Polarization of light scattered by large aggregates

TL;DR

This study models light scattering by large cosmic dust aggregates with over 1000 monomers, revealing how their structure influences polarization and aiding interpretation of comet dust observations.

Contribution

Introduces a new parallelized MSTM code to simulate light scattering by large aggregates, linking their porosity and structure to observed polarization characteristics.

Findings

Porous aggregates (>98% porosity) show Rayleigh-like polarization dependence.

Less porous, compact aggregates exhibit solid-particle polarization curves.

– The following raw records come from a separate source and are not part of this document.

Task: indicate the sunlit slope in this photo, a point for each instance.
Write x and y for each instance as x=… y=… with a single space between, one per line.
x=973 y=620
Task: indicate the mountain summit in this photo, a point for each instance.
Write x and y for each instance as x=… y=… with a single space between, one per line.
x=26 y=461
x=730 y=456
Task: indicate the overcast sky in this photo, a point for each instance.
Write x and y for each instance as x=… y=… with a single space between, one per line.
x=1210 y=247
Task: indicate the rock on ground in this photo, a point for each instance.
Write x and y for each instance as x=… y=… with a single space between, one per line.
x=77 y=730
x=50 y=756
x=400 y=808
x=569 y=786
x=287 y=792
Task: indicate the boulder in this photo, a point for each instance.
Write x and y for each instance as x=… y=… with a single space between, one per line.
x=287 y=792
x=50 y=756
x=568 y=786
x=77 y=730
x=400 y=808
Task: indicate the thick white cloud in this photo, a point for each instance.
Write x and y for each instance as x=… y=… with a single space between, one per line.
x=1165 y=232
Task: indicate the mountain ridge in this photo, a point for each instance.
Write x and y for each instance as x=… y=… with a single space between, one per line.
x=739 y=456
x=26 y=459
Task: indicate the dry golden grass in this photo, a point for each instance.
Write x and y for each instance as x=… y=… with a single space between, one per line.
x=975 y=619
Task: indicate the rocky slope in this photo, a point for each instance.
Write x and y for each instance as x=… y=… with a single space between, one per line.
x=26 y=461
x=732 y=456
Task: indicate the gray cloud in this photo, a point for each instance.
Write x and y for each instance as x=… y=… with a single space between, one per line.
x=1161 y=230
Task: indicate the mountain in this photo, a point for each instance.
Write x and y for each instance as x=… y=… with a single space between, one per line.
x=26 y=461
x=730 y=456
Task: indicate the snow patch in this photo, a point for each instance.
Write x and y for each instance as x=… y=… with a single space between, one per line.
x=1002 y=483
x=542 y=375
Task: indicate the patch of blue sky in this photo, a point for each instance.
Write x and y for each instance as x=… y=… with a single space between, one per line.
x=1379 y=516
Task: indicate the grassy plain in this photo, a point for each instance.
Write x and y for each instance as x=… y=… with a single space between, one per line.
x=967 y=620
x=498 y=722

Large aggregates can explain both phase angle and wavelength dependence of comet polarization.

Abstract

Study of cosmic dust and planetary aerosols indicate that some of them contain a large number of aggregates of the size that significantly exceeds the wavelengths of the visible light. In some cases such large aggregates may dominate in formation of the light scattering characteristics of the dust. In this paper we present the results of computer modelling of light scattering by aggregates that contain more than 1000 monomers of submicron size and study how their light scattering characteristics, specifically polarization, change with phase angle and wavelength. Such a modeling became possible due to development of a new version of MSTM (Multi Sphere T-Matrix) code for parallel computing. The results of the modeling are applied to the results of comet polarimetric observations to check if large aggregates dominate in formation of light scattering by comet dust. We compare aggregates of different structure and porosity. We show that large aggregates of more than 98% porosity (e.g. ballistic cluster-cluster aggregates) have angular dependence of polarization almost identical to the Rayleigh one. Large compact aggregates (less than 80% porosity) demonstrate the curves typical for solid particles. This rules out too porous and too compact aggregates as typical comet dust particles. We show that large aggregates not only can explain phase angle dependence of comet polarization in the near infrared but also may be responsible for the wavelength dependence of polarization, which can be related to their porosity.